La brochure, que l’on peut consulter à cette adresse dévoile des chiffres surprenants. Le risque de cancer augmenterait en effet de 9 à 168% par verre d’alcool consommé par jour.

Certains cancers sont ici évidemment plus susceptibles d’apparaître que d’autres. Ainsi, le danger d’attraper un cancer de la bouche, du larynx et du pharynx se présente comme le plus en vue suite à un verre quotidien (risque accru de 168%). Viennent ensuite le risque de cancer d’œsophage (28% de risque supplémentaire) puis, dans les moins en vue, les cancers du sein (10%) et le cancer du côlon-rectum (9%).

En clair, et dans les cas les plus fréquents, le risque de cancer est favorisé par la production de métabolites mutagènes à partir de l’éthanol. Ce qu’on entend par verre quotidien se présente sous l’équivalent d’un ballon de vin de 10 centilitres, d’un demi de bière de 25 centilitres, d’un verre de whisky de 3 centilitres, d’un verre de pastis de 3 centilitres ou encore d’un verre de champagne de 10 centilitres. Chacun des cas de figures ici présentés recèle une quantité de 10 grammes d’éthanol pur.

Certes, dans l’hexagone la consommation d’alcool en litres d’alcool pur chez les personnes âgées de plus de 15 ans a diminué de moitié en 45 ans. Elle est passée de 26 litres en 1961 à 12,9 litres en 2006. Mais pour un pays qui se présente aux yeux du monde comme l’ambassadeur du vin, le choc est rude.

La filière viticole est en ébullition, et Jean-Claude Pellegrin, président de Vignerons13, s’emporte envers « une étude dénuée de fondement ». Les vignerons accusent le coup alors qu’ils se sentent déjà attaqués par un projet de loi en discussion à l’Assemblée nationale visant à restreindre l’accès des jeunes à l’alcool. Le poids des lobbies est-il en jeu ? Il est vrai que des produits gras et sucrés, hautement cancérigènes, ont obtenu le droit de diffuser une publicité auprès des jeunes.

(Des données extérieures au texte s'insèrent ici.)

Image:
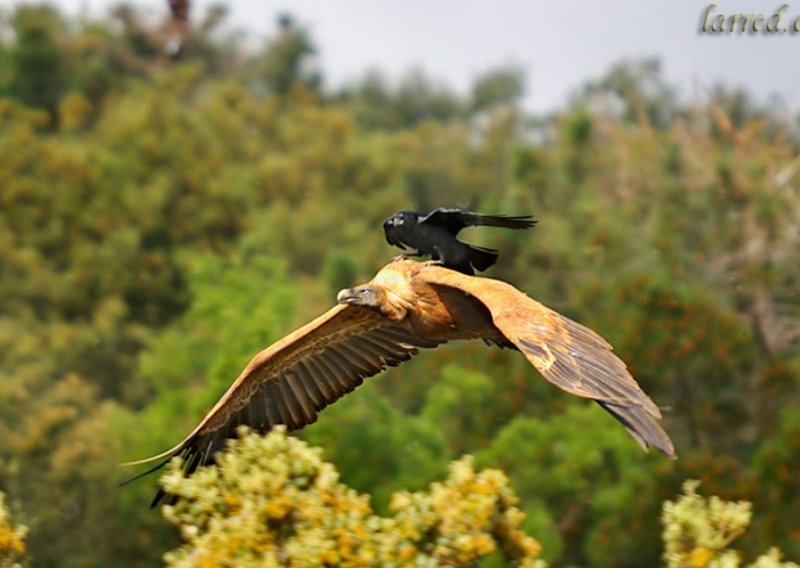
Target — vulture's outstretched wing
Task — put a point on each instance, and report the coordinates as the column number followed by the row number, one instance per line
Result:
column 296, row 377
column 569, row 355
column 456, row 219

Mariette Gerber, ancienne chercheuse à l’Inserm et qui a collaboré en 2007 à l’étude "Alcool et risque de cancers" dénonce quant à elle un message réducteur se limitant à « affirmer qu’il ne faut plus boire d’alcool ». Que l’on continue à boire de l’alcool, certes, mais il apparaît sage d’en réduire davantage la consommation. Selon l’Institut National du Cancer, en 2000, 10,8% des cancers chez les hommes et 4,5% des cancers chez les femmes seraient dus à l’alcool.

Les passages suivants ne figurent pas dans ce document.